The Kayak API has some flaws though. First off, it seems buggy in that sometimes the API calls work, but most of the time I get a bogus error that says anonymous access to kayak API denied even though I am using a non-anonymous developer key. If I rerun the same API call several times in a row, eventually it works. This bumps me up against another problem with the Kayak API though: they limit API queries to 41 per hour (that's 1000/day). Since I have to make separate queries between the home airport and each city in a region, this means I can effectively only do one regional search per hour. They say you can request a higher limit, so I have an email request pending regarding that.

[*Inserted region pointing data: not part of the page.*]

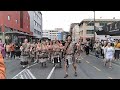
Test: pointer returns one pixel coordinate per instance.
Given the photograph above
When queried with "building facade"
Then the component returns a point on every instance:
(53, 34)
(75, 31)
(36, 23)
(86, 27)
(64, 34)
(14, 26)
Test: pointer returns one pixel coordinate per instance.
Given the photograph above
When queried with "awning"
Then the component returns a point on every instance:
(14, 32)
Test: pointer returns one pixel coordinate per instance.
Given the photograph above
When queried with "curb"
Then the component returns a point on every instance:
(102, 58)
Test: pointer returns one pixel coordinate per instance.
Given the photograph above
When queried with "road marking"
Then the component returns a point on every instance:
(110, 77)
(25, 75)
(19, 73)
(21, 76)
(24, 70)
(28, 75)
(87, 62)
(97, 68)
(50, 74)
(33, 77)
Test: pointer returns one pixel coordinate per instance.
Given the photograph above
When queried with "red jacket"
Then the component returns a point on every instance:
(2, 68)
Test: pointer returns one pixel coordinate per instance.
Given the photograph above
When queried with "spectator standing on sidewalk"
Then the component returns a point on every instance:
(117, 51)
(97, 49)
(2, 67)
(109, 54)
(12, 48)
(69, 56)
(7, 47)
(103, 48)
(2, 49)
(87, 47)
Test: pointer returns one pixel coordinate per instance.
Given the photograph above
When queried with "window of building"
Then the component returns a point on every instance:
(34, 14)
(16, 21)
(34, 22)
(90, 32)
(103, 23)
(21, 19)
(8, 17)
(91, 24)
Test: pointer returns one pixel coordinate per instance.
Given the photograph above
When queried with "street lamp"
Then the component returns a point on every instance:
(94, 26)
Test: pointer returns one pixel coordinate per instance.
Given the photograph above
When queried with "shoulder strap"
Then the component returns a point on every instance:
(67, 46)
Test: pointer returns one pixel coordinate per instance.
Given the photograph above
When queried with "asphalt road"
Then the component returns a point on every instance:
(90, 68)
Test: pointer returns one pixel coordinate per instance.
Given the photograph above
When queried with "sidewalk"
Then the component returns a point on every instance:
(115, 62)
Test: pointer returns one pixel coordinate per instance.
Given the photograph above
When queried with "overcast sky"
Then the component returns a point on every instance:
(63, 19)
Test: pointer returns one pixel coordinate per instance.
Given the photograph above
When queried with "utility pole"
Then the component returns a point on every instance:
(94, 26)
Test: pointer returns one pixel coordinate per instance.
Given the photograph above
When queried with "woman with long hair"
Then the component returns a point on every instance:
(50, 48)
(57, 53)
(109, 54)
(2, 48)
(44, 53)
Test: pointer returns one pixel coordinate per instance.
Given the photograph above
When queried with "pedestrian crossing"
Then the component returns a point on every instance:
(25, 74)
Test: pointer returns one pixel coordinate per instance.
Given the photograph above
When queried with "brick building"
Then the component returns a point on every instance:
(14, 26)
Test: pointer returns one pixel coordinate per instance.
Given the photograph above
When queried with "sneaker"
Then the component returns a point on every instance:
(35, 61)
(75, 74)
(66, 76)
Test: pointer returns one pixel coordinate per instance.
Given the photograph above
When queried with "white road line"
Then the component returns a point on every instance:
(32, 65)
(25, 75)
(97, 68)
(21, 76)
(51, 72)
(24, 70)
(87, 62)
(19, 73)
(110, 77)
(29, 77)
(33, 77)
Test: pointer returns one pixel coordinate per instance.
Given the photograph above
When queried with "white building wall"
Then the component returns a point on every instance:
(36, 16)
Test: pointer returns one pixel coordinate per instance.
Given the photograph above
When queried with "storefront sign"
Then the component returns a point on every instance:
(21, 36)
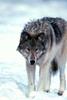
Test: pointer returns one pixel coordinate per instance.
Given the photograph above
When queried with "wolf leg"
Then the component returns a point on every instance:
(62, 81)
(44, 78)
(31, 76)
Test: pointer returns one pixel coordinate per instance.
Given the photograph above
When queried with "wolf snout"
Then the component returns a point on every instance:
(32, 62)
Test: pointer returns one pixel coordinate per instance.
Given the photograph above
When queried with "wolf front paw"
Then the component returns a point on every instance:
(60, 93)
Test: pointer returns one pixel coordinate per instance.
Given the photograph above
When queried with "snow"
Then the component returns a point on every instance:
(13, 76)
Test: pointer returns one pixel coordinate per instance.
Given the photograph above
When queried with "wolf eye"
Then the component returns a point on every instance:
(37, 50)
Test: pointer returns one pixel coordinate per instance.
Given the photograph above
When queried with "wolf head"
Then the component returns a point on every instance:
(35, 40)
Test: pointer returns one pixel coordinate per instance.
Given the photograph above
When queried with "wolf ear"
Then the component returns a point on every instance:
(40, 36)
(24, 36)
(57, 31)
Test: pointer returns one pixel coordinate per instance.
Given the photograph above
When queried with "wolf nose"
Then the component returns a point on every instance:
(32, 62)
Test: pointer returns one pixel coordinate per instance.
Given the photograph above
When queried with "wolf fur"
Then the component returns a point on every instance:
(44, 42)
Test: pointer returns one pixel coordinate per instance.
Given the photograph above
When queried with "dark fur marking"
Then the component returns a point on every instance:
(54, 66)
(51, 37)
(59, 30)
(58, 33)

By the way, I think we're going to Buenos Aires.
System Overview
When a user comes to the site, she enters her home airport code, number of travelers and departure/return dates. The system fires off a BackgroundRB worker in a separate process to start hitting the Kayak API with airfare queries from the specified airport to each South American city listed in the VRBO database table. The user is shown a 'searching' web page that gets updated every 5 seconds as the airfare queries are coming in. Once the low price is found for each city, the background worker is released and the system correlates the airfares with the VRBO data already scraped and in the database. The Kayak results are cached for some time so that the queries don't need to be re-run again if the same home airport is entered. The lodging price is determined using the number of travelers to know what size apartments to look at and the length of stay to know whether to use the nightly, weekly or monthly rates.
Eventually I'd like to expand it to cover other housing options (hostels, hotels, chartered boats).
Anyone got any good names for such a site? It's so hard getting a decent domain name these days.